My sons set off about three o' clock today, on their way to Heret fordshire, where I intend to join them, when I have had a pretty good ride in this country. There is no pleasure in traveling, except on horseback, or on foot. Carriages take your body from place to place; and, if you merely want to be conveyed, they are very good; but they enable you to see and to know nothing at all of the country.

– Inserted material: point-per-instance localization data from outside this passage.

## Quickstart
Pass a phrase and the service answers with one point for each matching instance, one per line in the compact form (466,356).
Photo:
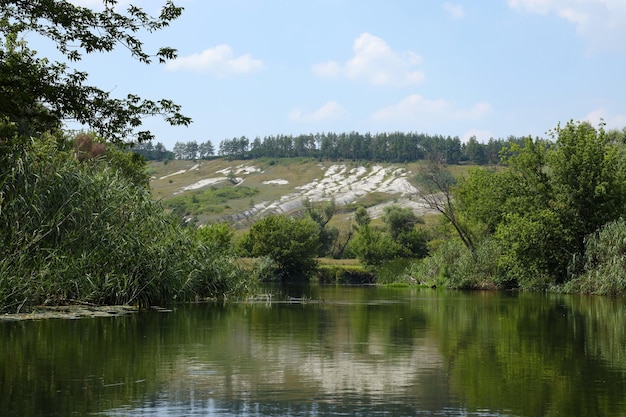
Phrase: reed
(76,230)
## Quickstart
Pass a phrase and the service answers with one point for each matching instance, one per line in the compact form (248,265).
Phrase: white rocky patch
(200,184)
(182,171)
(276,181)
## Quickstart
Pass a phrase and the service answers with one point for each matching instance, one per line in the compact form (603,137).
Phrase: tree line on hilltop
(396,147)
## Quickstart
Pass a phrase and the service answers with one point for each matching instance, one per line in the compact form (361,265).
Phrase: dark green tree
(292,244)
(38,95)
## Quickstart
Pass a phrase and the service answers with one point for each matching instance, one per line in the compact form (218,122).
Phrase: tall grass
(77,230)
(604,262)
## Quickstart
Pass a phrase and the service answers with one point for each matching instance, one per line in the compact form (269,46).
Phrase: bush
(292,245)
(604,263)
(83,231)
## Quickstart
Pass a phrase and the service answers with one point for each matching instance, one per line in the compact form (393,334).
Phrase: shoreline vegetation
(79,222)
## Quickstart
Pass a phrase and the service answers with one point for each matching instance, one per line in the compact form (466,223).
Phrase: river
(327,351)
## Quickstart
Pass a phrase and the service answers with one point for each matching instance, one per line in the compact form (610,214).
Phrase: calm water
(349,352)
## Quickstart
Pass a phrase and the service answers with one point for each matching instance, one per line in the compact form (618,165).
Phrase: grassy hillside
(242,191)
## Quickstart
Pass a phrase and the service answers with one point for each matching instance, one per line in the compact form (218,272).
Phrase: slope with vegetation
(78,223)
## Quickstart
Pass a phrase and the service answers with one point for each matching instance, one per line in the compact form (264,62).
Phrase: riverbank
(70,312)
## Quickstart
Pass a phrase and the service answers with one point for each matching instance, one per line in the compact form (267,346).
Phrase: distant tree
(436,184)
(206,150)
(292,244)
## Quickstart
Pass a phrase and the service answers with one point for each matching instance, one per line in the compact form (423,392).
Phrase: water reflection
(347,351)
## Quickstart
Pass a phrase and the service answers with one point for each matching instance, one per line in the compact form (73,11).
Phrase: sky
(489,68)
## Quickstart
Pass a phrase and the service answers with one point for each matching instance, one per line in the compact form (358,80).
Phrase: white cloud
(331,110)
(219,60)
(455,11)
(375,62)
(415,107)
(602,23)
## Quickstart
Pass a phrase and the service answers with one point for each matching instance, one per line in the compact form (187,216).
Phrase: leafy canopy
(38,95)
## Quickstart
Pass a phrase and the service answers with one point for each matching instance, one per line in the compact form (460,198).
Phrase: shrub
(604,262)
(292,244)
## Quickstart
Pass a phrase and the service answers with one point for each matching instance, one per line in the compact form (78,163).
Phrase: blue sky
(491,68)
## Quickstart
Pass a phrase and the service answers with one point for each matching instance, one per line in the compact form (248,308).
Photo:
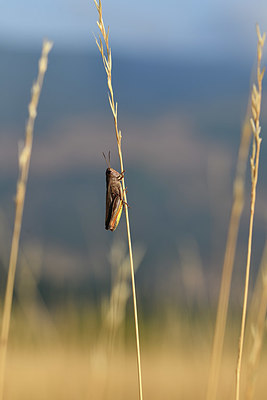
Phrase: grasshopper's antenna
(107,161)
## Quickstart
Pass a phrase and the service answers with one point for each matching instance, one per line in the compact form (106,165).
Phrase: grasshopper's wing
(114,205)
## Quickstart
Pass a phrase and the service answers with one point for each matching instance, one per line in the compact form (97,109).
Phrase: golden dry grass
(74,366)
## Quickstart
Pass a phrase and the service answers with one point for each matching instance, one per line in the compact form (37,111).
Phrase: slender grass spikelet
(256,97)
(24,163)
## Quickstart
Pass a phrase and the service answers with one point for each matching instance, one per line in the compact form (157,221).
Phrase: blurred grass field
(67,357)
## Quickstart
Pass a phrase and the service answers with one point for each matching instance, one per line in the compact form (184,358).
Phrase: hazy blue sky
(206,27)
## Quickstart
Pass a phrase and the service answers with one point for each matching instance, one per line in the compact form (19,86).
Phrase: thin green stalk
(107,61)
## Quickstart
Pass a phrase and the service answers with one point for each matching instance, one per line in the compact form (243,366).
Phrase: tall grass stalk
(229,257)
(254,165)
(24,163)
(107,61)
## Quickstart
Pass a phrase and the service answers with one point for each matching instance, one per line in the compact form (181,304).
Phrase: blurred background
(182,74)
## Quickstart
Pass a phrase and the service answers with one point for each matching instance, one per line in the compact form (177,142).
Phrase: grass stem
(254,165)
(24,163)
(107,61)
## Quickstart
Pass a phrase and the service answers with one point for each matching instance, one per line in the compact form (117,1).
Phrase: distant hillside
(181,124)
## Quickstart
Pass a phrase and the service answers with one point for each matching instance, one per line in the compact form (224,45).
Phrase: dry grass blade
(222,309)
(107,61)
(257,326)
(24,163)
(254,165)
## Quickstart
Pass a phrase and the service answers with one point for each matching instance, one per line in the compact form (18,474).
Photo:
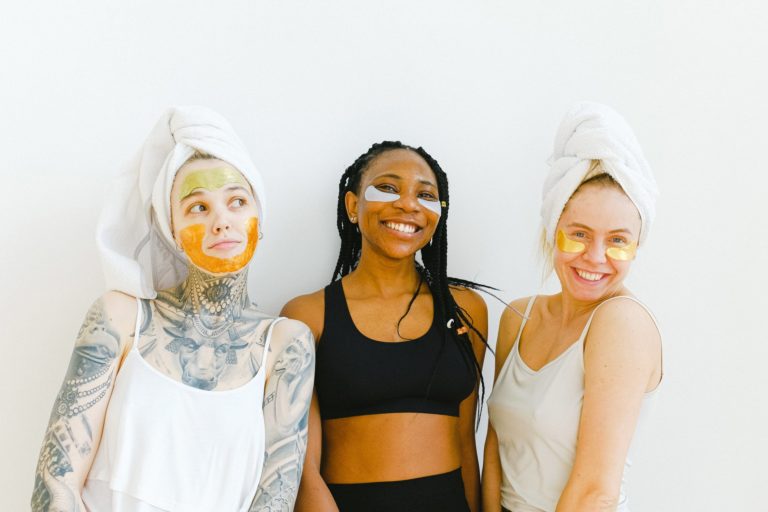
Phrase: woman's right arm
(314,495)
(77,419)
(492,471)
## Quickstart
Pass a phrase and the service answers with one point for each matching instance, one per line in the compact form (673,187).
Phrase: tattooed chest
(225,361)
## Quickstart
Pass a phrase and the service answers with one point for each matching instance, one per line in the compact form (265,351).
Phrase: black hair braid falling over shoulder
(433,255)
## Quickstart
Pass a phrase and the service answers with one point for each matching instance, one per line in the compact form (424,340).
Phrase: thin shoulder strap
(137,327)
(267,339)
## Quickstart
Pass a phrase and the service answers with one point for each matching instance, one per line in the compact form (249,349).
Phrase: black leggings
(436,493)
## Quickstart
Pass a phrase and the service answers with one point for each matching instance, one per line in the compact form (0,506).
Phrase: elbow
(594,498)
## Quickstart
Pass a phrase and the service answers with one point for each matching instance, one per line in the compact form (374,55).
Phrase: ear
(351,203)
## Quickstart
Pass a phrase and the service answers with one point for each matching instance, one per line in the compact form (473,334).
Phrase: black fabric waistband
(435,493)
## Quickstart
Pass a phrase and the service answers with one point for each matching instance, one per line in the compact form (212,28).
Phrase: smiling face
(596,239)
(397,205)
(215,220)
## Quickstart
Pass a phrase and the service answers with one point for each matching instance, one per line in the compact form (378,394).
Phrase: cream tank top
(168,447)
(536,417)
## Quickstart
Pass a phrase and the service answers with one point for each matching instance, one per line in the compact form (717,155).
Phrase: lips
(224,244)
(592,277)
(402,227)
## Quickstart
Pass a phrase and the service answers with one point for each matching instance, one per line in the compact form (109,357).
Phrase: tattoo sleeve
(286,411)
(76,421)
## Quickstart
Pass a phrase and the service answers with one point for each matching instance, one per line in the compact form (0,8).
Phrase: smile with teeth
(589,276)
(403,228)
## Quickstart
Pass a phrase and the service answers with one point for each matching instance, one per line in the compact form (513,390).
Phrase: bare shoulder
(309,310)
(469,300)
(509,325)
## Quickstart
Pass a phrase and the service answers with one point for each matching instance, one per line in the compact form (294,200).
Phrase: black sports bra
(357,376)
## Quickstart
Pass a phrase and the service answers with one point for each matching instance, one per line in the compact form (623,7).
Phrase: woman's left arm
(477,311)
(286,406)
(622,360)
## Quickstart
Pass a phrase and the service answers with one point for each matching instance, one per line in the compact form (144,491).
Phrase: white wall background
(482,86)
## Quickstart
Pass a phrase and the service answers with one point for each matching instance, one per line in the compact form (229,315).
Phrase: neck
(212,301)
(385,276)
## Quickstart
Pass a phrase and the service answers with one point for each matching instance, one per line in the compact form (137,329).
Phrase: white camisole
(536,417)
(167,446)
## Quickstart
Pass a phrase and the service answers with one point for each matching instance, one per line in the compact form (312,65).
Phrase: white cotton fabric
(536,415)
(592,131)
(134,236)
(169,447)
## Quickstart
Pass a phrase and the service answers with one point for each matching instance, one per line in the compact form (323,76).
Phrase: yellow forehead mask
(210,179)
(618,253)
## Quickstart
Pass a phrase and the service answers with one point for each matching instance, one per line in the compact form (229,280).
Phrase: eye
(386,187)
(618,240)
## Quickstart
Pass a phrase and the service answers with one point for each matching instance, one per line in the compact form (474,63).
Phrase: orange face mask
(192,243)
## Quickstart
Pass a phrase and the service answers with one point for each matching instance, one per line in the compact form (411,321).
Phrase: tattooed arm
(286,406)
(74,429)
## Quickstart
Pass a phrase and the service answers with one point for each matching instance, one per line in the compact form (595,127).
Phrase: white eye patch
(374,194)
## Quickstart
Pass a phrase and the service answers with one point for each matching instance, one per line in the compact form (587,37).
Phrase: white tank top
(167,446)
(536,417)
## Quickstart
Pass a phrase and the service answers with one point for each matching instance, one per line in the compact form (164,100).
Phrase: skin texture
(622,354)
(395,446)
(204,333)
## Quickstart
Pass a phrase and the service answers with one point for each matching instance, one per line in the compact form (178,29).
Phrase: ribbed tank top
(536,417)
(167,446)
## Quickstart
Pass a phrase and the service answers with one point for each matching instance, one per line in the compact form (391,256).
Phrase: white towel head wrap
(134,232)
(591,131)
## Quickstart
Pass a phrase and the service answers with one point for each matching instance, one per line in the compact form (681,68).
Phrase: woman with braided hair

INHERITANCE IN THE PUBLIC CARCASS

Heytesbury (Wilts),

Thursday, 31 Aug., 1826

A little further on, however, I came to a very famous inn, called DEPTFORD INN, which is in the parish of Wyty. I stayed at this inn till about four o' clock in the afternoon. I remembered Wyly very well, and thought it a gay place when I was a boy. I remembered a very beautiful garden belonging to a rich farmer and miller. I went to see it; but, alas! Though the statues in the water and on the grass-plat were still remaining, every thing seemed to be in a state of perfect carelessness and neglect. The living of this parish of Wyly was lately owned by DAMPIER (a brother of the judge, who lived at, and I believe had the living of, MEON STOKE in Hampshire.) This fellow, I believe, never saw the parish of Wyly but once, though it must have yielded him a pretty good fleece. It is a Rectory, and the great tithes must be worth, I should think, six or seven hundred pounds a year, at the least. It is a part of our system to have certain families, who have no particular merit; but who are to be maintained, without why or wherefore, at the public expense, in some shape, or under some name, or other, it matters not much what shape or what name. If you look through the old list of pensioners, sinecurists, parsons, and the like, you will find the same names everlastingly recurring. They seem to be sort of creatures that have an inheritance in the public carcass, like the maggots that some people have in their skins. This family of DAMPIER seems to be one of those. What, in God' s name, should have made one of these a Bishop and the other a Judge! I never heard of the smallest particle of talent that either of them possessed. This Rector of Wyly was another of them. There was no harm in them that I know of, beyond that of living upon the public; but, where were their merits? They had none.